Wednesday 1/18
Shelly Culbertson
RAND
The battle for the classroom in the Middle East
In the Middle East, there are 3 kinds of countries: the ones caught up in war, the ones which aren’t, and the countries close enough to the war countries to feel the effects.
In all 3 categories of Middle East states, there are large and fast-growing populations of school-aged children. How and how well these kids will be educated is a defining question, because educated or not, they are the future of the region.
If recognizing the problem is the first step toward solving it, there is good news — almost all of the states in the Middle East are testing reading levels and appetites of students, and their STEM capabilities. By one estimate, the Gulf Cooperation Council (GCC) states alone have more than 500 educational projects collectively worth above $50 billion under way.
But according to a recent report, even that will leave a lot of work undone. And none of the GCC states are caught up in war, although Saudi Arabia and UAE are waging a war in Yemen that is starving and killing thousands of Yemeni children, few of whom are getting any schooling.

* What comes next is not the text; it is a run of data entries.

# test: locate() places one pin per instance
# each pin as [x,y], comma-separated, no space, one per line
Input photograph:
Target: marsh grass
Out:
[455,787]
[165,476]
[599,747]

This is, of course, also true for children in many parts of Syria, Iraq and Libya. They are under the gun and out of school.

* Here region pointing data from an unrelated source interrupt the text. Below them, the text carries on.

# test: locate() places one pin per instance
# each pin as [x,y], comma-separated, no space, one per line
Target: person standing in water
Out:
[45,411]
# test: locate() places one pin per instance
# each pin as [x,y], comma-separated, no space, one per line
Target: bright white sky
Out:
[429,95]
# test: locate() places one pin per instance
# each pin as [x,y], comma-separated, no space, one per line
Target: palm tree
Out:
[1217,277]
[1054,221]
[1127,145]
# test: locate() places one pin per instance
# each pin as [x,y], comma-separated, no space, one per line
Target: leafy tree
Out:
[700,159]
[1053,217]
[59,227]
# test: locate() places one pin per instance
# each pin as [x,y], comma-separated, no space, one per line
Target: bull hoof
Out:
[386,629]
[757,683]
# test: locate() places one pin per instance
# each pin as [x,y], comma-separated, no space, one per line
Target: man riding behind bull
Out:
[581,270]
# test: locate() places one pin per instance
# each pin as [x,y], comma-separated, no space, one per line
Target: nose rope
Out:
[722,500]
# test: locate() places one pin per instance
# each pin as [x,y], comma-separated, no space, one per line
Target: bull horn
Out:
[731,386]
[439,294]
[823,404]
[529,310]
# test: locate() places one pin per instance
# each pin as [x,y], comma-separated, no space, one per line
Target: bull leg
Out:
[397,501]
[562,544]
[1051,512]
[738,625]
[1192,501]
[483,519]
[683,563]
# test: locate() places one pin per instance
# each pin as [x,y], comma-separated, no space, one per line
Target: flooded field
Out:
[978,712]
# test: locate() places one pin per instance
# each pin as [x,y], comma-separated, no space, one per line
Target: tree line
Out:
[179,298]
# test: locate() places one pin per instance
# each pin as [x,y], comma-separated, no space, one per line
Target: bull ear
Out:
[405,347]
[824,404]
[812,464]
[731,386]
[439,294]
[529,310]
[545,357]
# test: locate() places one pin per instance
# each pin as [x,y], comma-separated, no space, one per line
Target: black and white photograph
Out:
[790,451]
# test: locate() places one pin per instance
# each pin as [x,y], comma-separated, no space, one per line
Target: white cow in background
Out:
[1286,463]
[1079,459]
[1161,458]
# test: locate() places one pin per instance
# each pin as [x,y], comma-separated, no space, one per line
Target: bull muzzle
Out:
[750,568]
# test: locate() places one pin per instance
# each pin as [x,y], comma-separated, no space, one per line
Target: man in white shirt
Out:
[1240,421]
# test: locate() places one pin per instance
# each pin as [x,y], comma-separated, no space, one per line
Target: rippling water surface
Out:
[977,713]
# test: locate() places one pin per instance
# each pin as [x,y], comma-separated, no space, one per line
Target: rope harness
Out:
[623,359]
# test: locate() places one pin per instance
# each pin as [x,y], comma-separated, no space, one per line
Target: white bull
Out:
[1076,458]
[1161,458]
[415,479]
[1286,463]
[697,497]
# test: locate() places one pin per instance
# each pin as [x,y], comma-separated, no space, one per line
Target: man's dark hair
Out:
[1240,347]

In adjacent countries, like Turkey, Lebanon and Jordan millions – yes, millions of refugee children from Syria, Iraq and Afghanistan – have had their education interrupted, a minority are in refugee camp, or public schools.
These kids are going to grow up, and have the potential to cast a generations-long economic and social blight on a region where, already most people struggle to make life work.
Education may be the only preventive measure that would work.
READING ROOM
RAND Corporation scholar and analyst Shelly Culbertson has spent years living and working in the Middle East, in recent years on a very good book published earlier this year THE FIRES OF SPRING. Her specialty is education and she’s seen it up close in classrooms in refugee camps and cities in Turkey and Jordan and the Kurdish region of Iraq.